Managing Fungicide Resistance
Fungicides allow turf managers to reduce the detrimental effects of disease on turf health and playability, making them an integral part of modern turf management systems.
Their benefits, though, come with a challenge: the continued evolution of disease pathogens due to the selection pressures we exert on them. This leads to resistance development, which can be a problem if not managed correctly.

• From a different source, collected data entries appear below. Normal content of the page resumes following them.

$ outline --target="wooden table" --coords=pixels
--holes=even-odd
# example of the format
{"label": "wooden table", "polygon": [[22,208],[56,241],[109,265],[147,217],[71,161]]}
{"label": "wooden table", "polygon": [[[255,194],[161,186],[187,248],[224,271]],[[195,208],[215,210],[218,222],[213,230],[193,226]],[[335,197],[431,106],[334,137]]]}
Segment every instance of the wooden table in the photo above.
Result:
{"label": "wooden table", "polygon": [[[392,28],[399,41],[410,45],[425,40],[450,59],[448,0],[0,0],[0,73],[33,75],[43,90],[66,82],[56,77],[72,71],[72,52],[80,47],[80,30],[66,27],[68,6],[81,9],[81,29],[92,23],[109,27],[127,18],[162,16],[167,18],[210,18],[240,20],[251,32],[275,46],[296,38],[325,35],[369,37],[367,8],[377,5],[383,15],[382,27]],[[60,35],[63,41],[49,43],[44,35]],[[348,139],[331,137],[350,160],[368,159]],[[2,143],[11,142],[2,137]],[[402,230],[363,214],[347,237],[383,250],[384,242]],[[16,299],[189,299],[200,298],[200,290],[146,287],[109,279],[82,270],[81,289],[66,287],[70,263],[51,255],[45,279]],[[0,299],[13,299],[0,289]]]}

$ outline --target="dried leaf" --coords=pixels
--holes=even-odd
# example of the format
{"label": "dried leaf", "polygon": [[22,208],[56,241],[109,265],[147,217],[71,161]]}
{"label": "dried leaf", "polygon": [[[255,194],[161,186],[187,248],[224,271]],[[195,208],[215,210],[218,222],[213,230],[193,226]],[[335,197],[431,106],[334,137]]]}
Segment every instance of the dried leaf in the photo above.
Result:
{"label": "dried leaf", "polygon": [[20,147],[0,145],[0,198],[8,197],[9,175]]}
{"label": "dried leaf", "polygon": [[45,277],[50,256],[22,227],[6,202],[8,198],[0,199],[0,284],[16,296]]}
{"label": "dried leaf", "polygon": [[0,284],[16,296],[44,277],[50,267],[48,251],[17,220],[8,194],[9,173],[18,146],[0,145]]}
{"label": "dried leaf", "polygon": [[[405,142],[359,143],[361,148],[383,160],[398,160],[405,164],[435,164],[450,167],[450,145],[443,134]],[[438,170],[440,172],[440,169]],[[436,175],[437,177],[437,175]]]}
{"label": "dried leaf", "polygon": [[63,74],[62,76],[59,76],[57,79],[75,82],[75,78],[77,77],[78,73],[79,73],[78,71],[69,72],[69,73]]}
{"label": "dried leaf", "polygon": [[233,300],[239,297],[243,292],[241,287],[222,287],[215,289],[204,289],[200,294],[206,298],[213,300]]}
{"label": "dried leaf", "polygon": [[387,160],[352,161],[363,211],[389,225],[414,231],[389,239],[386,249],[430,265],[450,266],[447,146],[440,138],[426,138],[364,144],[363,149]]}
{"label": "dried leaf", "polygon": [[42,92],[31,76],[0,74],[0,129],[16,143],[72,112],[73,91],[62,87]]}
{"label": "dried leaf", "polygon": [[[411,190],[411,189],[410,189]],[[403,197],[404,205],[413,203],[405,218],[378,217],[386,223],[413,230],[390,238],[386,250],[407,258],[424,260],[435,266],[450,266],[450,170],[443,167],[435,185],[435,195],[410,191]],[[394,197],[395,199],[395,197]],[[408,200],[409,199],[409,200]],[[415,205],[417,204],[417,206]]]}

The US has a long history of reported fungicide resistance among turf pathogens. This includes Dollar Spot’s resistance to benzimidazole, dicarboximide and strobilurin fungicide classes; Anthracnose’s resistance to benzimidazole, strobilurin and DMI; strains of Winter Fusarium’s reported insensitivity to iprodione. Although pathogen resistance development is not yet a major challenge in the Australian turf industry, it is a real threat. With continued implementation of resistance management practices, though, the threat can be maintained at an acceptable level – without limiting our ability to control pathogens.
How does resistance work?
Fungicide resistance is described in two forms – qualitative and quantitative – and it is useful to understand how both types work.
Here are some key definitions to keep in mind.
Qualitative Resistance – commonly spoken about, this resistance mechanism often occurs when a pathogen population contains either sensitive or resistant individuals, and a natural mutation occurs at the point where a fungicide binds. When this happens, the fungicide cannot disrupt the pathogen’s function, which leads to complete loss of control. The surviving pathogen passes on this change to new progeny, creating a resistant population.
Biochemical Mode of Action – MOA is the pathogen biochemical pathway that is targeted by the fungicide. Fungicide MOA groups are designated by the Fungicide Resistance Action Committee, which provides resistance management guidelines to prolong the effectiveness of ‘at risk’ fungicides and to limit crop losses, should resistance occur.
Multi and Single-Site Fungicides – fungicides are classed as multi-site or single-site. In single-site fungicides, the resistance risk is normally medium to high, as only one change needs to occur in the pathogen for fungicides to become ineffective. Multi-site fungicides are mainly contact fungicides developed before the 1960s. These fungicides have a variety of different fungicide target sites, leading to a reduced resistance risk as more changes are required in the pathogen for it to pass on resistance development.
Cross Resistance – this occurs to different fungicides that share the same MOA. For example, if a pathogen exhibits resistance to trifloxystrobin (Group 11), it would exhibit resistance to other Group 11 fungicides like azoxystrobin. This means we may lose not just one fungicide if resistance develops, but an entire class of chemistry.
How to manage resistance
One of the strongest management techniques we have to deal with resistance is to rotate the fungicide’s MOA. Truly novel fungicide technology that offers new MOA groups doesn’t often become available – even with the considerable investments made by R&D companies. When new technology is developed – for example, VELISTA, the first registered broadspectrum Group 7 fungicide – it gives the industry additional options for rotation. Managers can move from effective but heavily relied upon groups like Group 11 Strobilurin and Group 3 DMIs and rotate with a Group 7 fungicide.
Other measures that help prevent resistance development are:
Rotate, Rotate, Rotate
Alternate MOA groups to remove isolates that develop an insensitivity to a specific MOA. This rotational process means the turf remains sensitive to pathogens and ensures the longevity of fungicide efficacy.
Follow the manufacturer’s directions on best use and maintain application limits during each season/year. Following best practice guidelines for consecutive applications will help reduce resistance development.
Apply the correct rates
Under-application can lead to fungal pathogens that are not fully controlled, creating a greater chance of survival and adaption of the disease.
Use preventative applications
Preventative application maintains a much lower pathogen population. This reduced number of pathogens limits the opportunity for natural mutations that lead to resistance development.
Incorporate multi-site MOA
When appropriate, consider tank mixing low-risk, multi-site fungicides to expand target sites of the fungicide mix.
Practice integrated disease management
Employ sound cultural practices, including appropriate moisture management, irrigation timing, fertilisation, correct pH, aerification, dew removal, mowing, ensuring adequate airflow and shade reduction.
Support new technology
Many new fungicides released are from existing MOA. They may be new chemicals or combination products, but offer little to aid resistance management. To effectively manage disease resistance, new groups are required to break up existing rotations of fungicides. It is important that R&D companies continue to invest in development of new options for the industry to ensure we can manage resistance into the future.
BRENT, K. J. & HOLLOMON, D. W. 1998. Fungicide resistance: the assessment of risk, Global Crop Protection Federation Brussels, Belgium.
DEISING, H. B., REIMANN, S. & PASCHOLATI, S. F. 2008. Mechanisms and significance of fungicide resistance. Braz J Microbiol, 39, 286-95.
FRAC. n.d. Available: [Accessed 2017].
LATIN, R. 2011. A practical guide to turfgrass fungicides, St. Paul, Minn., American Phytopathological Society.